La cronaca: Nel primo tempo al 25' l'Hatria passa in vantaggio, Cialfi trova il "tiro della domenica" ed insacca alle spalle di De Ascentiis. Pareggia i conti per il Pescara Martina D'Anniballe che al al 37' entra in area e con un bel tiro in diagonale trafigge Dilettuso. il Pescara ci prova ancora, ma gli attacchi sono sterili e non producono frutti. Nel secondo tempo sembra che il Pescara possa farcela, sfiora il goal in ripetute occasioni, ma soccombe al 67', Cialfi, dopo un madornale svarione difensivo, in posizione di "probabile" fuorigioco, si ritrova sola soletta in piena area di rigore e non ha difficoltà ad "infilzare" l'incolpevole Valeria De Ascentiis. Reagisce con veemenza il Pescara, ma non trova "strappi" alla rete dell'Hatria che al 73' chiude, con Amante il 3 a 1 finale. "Stordito", ci prova ancora il Pescara, che ripetutamente con D'Anniballe, Di Rocco e Primi sfiora diversi goal. 
Ma il 4 maggio 2014 non è giornata per il Pescara...purtroppo!
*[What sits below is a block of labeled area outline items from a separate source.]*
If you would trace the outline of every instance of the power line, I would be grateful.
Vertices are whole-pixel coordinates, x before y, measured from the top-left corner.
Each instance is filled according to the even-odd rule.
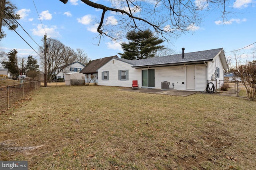
[[[40,21],[41,22],[41,23],[42,24],[42,26],[43,27],[43,28],[44,30],[44,32],[45,33],[46,33],[46,31],[45,31],[45,29],[44,29],[44,25],[43,25],[43,23],[42,22],[42,21],[41,20],[41,18],[40,18],[40,16],[39,16],[39,14],[38,14],[38,11],[37,11],[37,9],[36,9],[36,4],[35,4],[35,2],[34,2],[34,0],[33,0],[33,3],[34,3],[34,5],[35,6],[35,8],[36,8],[36,12],[37,13],[37,15],[38,16],[38,17],[39,17],[39,20],[40,20]]]
[[[242,48],[242,49],[238,49],[238,50],[234,50],[233,51],[228,51],[228,52],[225,51],[225,53],[232,53],[232,52],[234,52],[234,51],[239,51],[239,50],[242,50],[242,49],[245,49],[245,48],[246,48],[246,47],[248,47],[249,46],[250,46],[251,45],[252,45],[253,44],[255,44],[255,43],[256,43],[256,42],[254,42],[254,43],[253,43],[252,44],[250,44],[249,45],[247,45],[247,46],[245,47],[244,48]]]
[[[28,43],[28,42],[27,42],[27,41],[26,41],[26,40],[25,40],[25,39],[24,39],[24,38],[23,38],[23,37],[22,37],[22,36],[20,35],[20,34],[19,34],[19,33],[18,33],[16,31],[16,30],[15,30],[14,29],[14,28],[13,28],[12,27],[12,26],[11,26],[11,25],[9,24],[9,23],[8,23],[7,22],[6,22],[6,21],[5,20],[4,20],[4,19],[3,19],[3,20],[4,20],[4,21],[5,21],[5,22],[6,22],[6,23],[7,23],[7,24],[8,24],[8,25],[9,25],[10,27],[11,27],[11,28],[12,28],[12,30],[13,30],[14,31],[15,31],[15,32],[16,32],[16,33],[17,33],[17,34],[18,35],[20,36],[20,37],[21,37],[21,38],[22,38],[22,39],[23,39],[23,40],[24,40],[24,41],[25,42],[26,42],[26,43],[27,44],[28,44],[28,45],[29,45],[29,46],[30,46],[30,47],[31,47],[31,48],[32,48],[32,49],[33,49],[33,50],[34,51],[35,51],[36,52],[36,53],[37,53],[37,54],[38,54],[38,55],[40,55],[39,54],[38,54],[38,52],[36,51],[36,50],[35,50],[34,49],[33,49],[33,47],[31,47],[31,45],[30,45],[30,44],[29,44],[29,43]]]
[[[17,20],[16,20],[16,19],[13,17],[13,16],[12,16],[12,15],[10,12],[9,12],[9,11],[6,8],[4,8],[5,9],[5,11],[6,11],[8,12],[8,13],[9,13],[9,14],[10,14],[10,16],[12,16],[12,18],[13,20],[14,20],[14,21],[15,22],[15,23],[17,23],[19,25],[20,25],[20,27],[21,27],[21,28],[23,29],[23,30],[24,30],[24,31],[25,31],[25,33],[27,33],[27,34],[28,34],[28,35],[29,36],[29,37],[30,37],[31,39],[32,39],[32,40],[34,41],[34,42],[37,45],[38,45],[39,47],[40,47],[41,49],[42,49],[43,50],[44,49],[43,49],[38,43],[36,43],[36,42],[35,41],[35,40],[34,40],[34,39],[31,37],[31,36],[30,36],[30,35],[28,34],[28,33],[27,32],[27,31],[24,29],[24,28],[22,27],[22,26],[21,26],[21,25],[20,25],[20,23],[19,23],[19,22],[17,21]]]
Si infrange un sogno! La serie B è rimandata. Rimane comunque, quanto di positivo fatto finora... e non è poco!
Ah!...Dimenticavo: quando si vince il "merito" è delle calciatrici, quando si perde "la colpa" è dell'allenatore... e perciò...rassegno le mie dimissioni”.

PESCARA-HATRIA 1-3

PESCARA: De Ascentiis, Litro, La Mattina (dal 73' Di Rocco), Coronato (dal 36' Riccitelli), Orlandi, D'Ottavio, Paolini (dal 55' Di Feliciantonio), Fiorenza (dal 80' D'Alessandro), Primi, La Civita, D'Anniballe.
A disposizione: Di Meo, D'Aviera 
Allenatore: Mario Di Giovanni
HATRIA: Dilettuso, D. Dalila, Amicucci, Neri, Di Sante, Copia, Colantonio, D'Ignazio, Amante, Cialfi, Marroni.